66

An irrigation ditch flanked by a dirt road with trees and a cloudy sky.

Ditchbanks FTW.

The cycling trick in our linear north-south Rio Grande Valley is to match the Rail Runner with the wind.

The best rides (where by “best” I mean “my favorite”) are in the valley, along the river and the ditchbanks that make up our ribbons of green.

A wind rose showing a bike ride dominated by a tailwind.

A modest tailwind, graph courtesy the excellent David at intervals.icu

A wind out of the north calls for a train ride north, and a ride back down the valley. A wind out of the south, as was forecast today, calls for a southbound train, in this case to Belen, and a ride back up the valley into town with the wind at one’s back.

The southbound train is early, so it’s mostly a warm season thing – early out the door to beat the heat – but the northbound train is a great bike riding tool year round.

This morning we caught the 6:30 southbound to Belen, arguably the southernmost peri-urban outpost of the greater Albuquerque metro area.
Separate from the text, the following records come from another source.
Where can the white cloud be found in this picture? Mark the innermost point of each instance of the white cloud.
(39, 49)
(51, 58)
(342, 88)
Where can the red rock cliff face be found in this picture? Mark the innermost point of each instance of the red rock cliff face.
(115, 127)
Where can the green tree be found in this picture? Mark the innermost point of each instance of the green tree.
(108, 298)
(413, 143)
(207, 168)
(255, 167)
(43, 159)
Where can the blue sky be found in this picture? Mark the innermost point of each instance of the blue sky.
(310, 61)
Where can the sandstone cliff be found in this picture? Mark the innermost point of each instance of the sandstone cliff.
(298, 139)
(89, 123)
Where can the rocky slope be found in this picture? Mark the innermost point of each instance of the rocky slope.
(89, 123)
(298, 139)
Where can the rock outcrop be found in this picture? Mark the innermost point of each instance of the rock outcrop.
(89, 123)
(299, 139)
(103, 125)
Our route included a stretch on the east side of the river we’d never ridden because the key road, NM47, is an unnerving mix of kinda busy with no shoulder. But the ultimate goal is to ride everywhere, so for completeness sake today we gave it a go, using parallel ditchbanks whenever possible.

I switched from miles to kilometers this year for my annual ride-my-age birthday outing. The last few years I’d used an electric bike for the big rides, but this year I’m almost entirely riding a new acoustic bike (a guitar-playing friend coined this for me, though others have perhaps stumbled to the same locution?), so 66 km on the acoustic it was.
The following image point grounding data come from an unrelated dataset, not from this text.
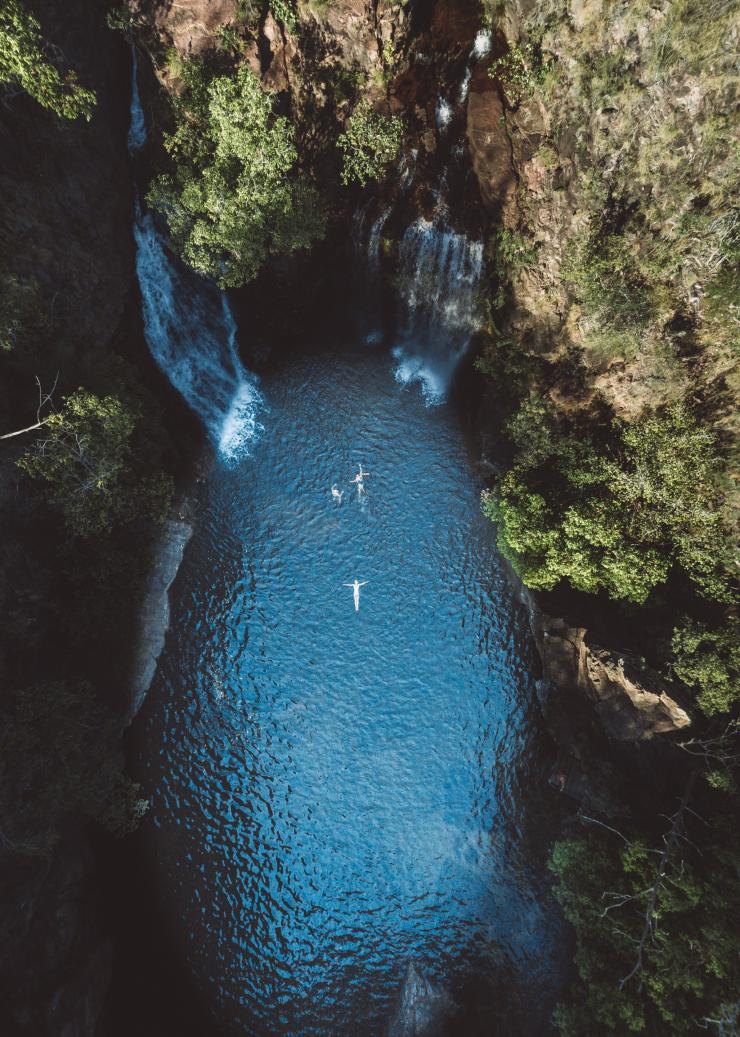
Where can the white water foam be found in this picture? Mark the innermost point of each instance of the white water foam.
(137, 127)
(443, 113)
(481, 47)
(190, 328)
(192, 336)
(439, 274)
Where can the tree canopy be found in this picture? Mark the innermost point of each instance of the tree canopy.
(233, 197)
(83, 457)
(24, 60)
(616, 514)
(57, 761)
(369, 143)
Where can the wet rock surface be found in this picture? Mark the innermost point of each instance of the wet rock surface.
(422, 1007)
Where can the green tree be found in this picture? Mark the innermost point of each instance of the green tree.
(709, 661)
(369, 143)
(24, 61)
(83, 456)
(616, 513)
(233, 198)
(58, 760)
(657, 950)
The weather was perfect. A cloud deck kept it cool, the rain mostly left us alone, and the tailwind, while not as strong as forecast, spent more time at our backs than anywhere else.

The ride was full of delights. There were:

  • a small farm field with turkeys and a very curious llama (I couldn’t get ‘em both in the same picture.)
  • lots of ditchbanks, with enough rain last night to firm up the dirt without leaving it muddy
  • egrets, lots of ‘em, cattle egrets and those other ones I can’t remember the names of
  • happy cows dining al fresco
  • a sacred place, and a plea to protect sacred places, and an ensuing conversation about atheists and Mormons and John Lennon’s Irish heritage that’s too convoluted for a blog post – but not too convoluted for a bike ride!
  • an unfortunate incident at the day’s second Lotaburger. I don’t think you could say that, technically, we got kicked out. No, we definitely did not get kicked out of Lotaburger.
  • A reminder that New Mexico State Highway 314, up from Los Lunas through Isleta Pueblo, is one of the great local bike rides – flanked by a cottonwood forest in the full green of early spring, slicing through desert wetlands, with a wide well-paved shoulder.

To top it off, the final few miles required dodging a thunderstorm, triangulating between my weather radar app and a group text among family members spread out around town. I hit my 66th kilometer just before reaching the shelter of the bus stop for the ride home, just before the first hailstones hit.